Here’s what’s notable about SayAnythingBlog’s findings:

“What’s interesting is that the Northern Border line doesn’t seem to have prompted any protests or complaints from the Standing Rock tribe according to the Federal Energy Regulatory Commission’s Environmental Impact Statement for the pipeline:

You’ll note that the Three Affiliated Tribes of the Fort Berthold Reservation expressed some concerns about possible issues with the Northern Border route, but not Standing Rock.

Today the Standing Rock Sioux Tribe has claimed that the Dakota Access Pipeline will destroy significant cultural artifacts along its route, but made no such claims about the Northern Border line.”
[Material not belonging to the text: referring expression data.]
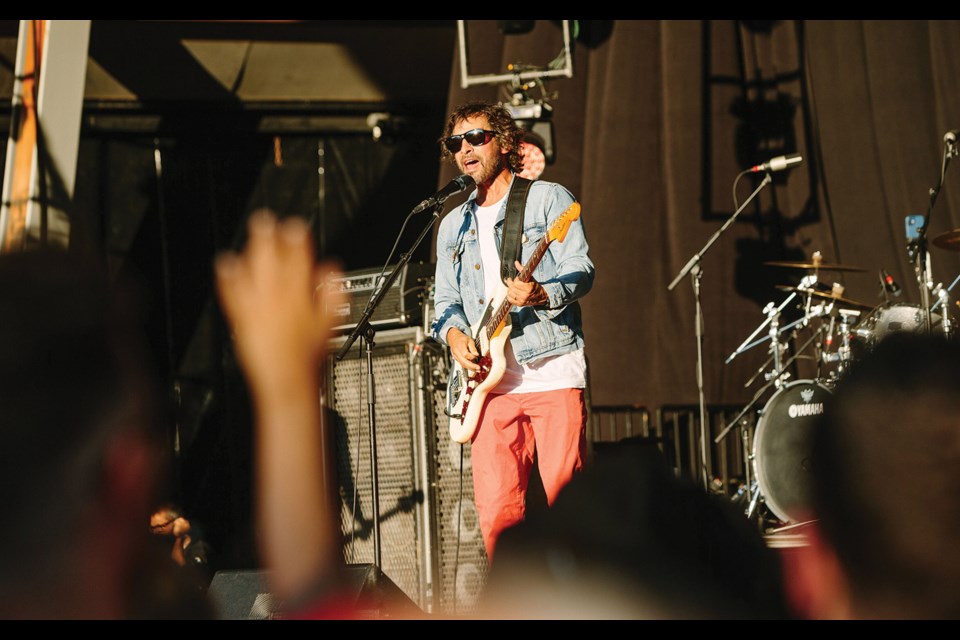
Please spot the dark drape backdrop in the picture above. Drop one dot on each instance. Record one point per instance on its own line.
(651, 134)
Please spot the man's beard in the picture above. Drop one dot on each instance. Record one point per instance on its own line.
(488, 173)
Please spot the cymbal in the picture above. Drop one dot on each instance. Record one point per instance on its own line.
(822, 266)
(825, 295)
(949, 240)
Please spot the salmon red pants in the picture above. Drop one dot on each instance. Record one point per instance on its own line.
(512, 427)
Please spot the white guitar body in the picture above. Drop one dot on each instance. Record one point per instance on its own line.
(469, 389)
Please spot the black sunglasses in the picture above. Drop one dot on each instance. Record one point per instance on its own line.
(475, 137)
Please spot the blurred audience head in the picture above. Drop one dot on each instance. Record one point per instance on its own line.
(83, 442)
(886, 488)
(628, 539)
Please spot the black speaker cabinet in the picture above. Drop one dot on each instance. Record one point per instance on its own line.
(430, 543)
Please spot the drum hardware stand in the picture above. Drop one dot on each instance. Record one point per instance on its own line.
(917, 245)
(693, 267)
(806, 283)
(944, 300)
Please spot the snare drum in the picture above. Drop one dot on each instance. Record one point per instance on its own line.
(782, 445)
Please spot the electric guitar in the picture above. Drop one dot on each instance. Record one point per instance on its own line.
(467, 390)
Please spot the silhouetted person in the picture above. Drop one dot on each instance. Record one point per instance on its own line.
(886, 489)
(82, 447)
(626, 538)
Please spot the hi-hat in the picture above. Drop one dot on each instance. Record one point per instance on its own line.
(821, 266)
(949, 240)
(826, 295)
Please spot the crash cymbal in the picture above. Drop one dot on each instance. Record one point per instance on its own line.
(821, 266)
(825, 295)
(949, 240)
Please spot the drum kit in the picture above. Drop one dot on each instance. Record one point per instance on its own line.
(838, 330)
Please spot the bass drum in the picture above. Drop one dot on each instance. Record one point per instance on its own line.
(887, 319)
(782, 444)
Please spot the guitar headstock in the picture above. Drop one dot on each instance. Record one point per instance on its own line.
(558, 230)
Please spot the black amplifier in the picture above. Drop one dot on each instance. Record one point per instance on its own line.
(402, 305)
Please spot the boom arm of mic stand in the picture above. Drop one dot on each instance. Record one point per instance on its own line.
(767, 179)
(363, 326)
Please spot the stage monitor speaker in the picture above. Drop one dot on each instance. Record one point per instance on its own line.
(431, 546)
(245, 595)
(400, 457)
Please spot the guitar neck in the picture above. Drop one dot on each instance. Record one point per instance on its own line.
(524, 276)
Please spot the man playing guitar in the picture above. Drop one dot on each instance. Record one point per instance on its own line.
(537, 405)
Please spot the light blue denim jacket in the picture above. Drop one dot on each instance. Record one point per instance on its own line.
(565, 272)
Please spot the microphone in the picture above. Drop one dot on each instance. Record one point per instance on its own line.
(890, 284)
(779, 163)
(455, 186)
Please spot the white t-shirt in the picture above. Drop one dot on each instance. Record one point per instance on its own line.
(565, 371)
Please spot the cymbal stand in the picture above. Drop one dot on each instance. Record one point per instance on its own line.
(806, 282)
(843, 355)
(917, 246)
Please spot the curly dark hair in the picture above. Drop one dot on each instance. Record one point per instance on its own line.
(508, 134)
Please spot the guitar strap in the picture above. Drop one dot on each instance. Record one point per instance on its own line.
(511, 244)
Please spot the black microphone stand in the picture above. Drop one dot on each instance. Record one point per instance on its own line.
(917, 248)
(369, 334)
(693, 267)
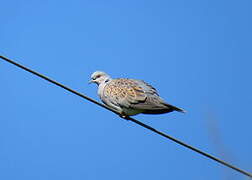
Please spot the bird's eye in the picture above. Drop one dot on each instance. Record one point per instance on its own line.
(98, 76)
Despite the fact the pipeline crosses the exact same private land that the Dakota Access Pipeline crossed, there were only concerns expressed about cultural sites at Compressor Stations 5 and 7 on the Northern Border Pipeline by the Three Affiliated Tribes. The Standing Rock Sioux Tribe did not make any claims that Northern Border would destroy significant cultural artifacts along the route.

Because the Dakota Access Pipeline runs the same length of route for approximately 40 miles, how could cultural artifacts be present when the land has now been surveyed for two separate projects, once for Northern Border and again for Dakota Access?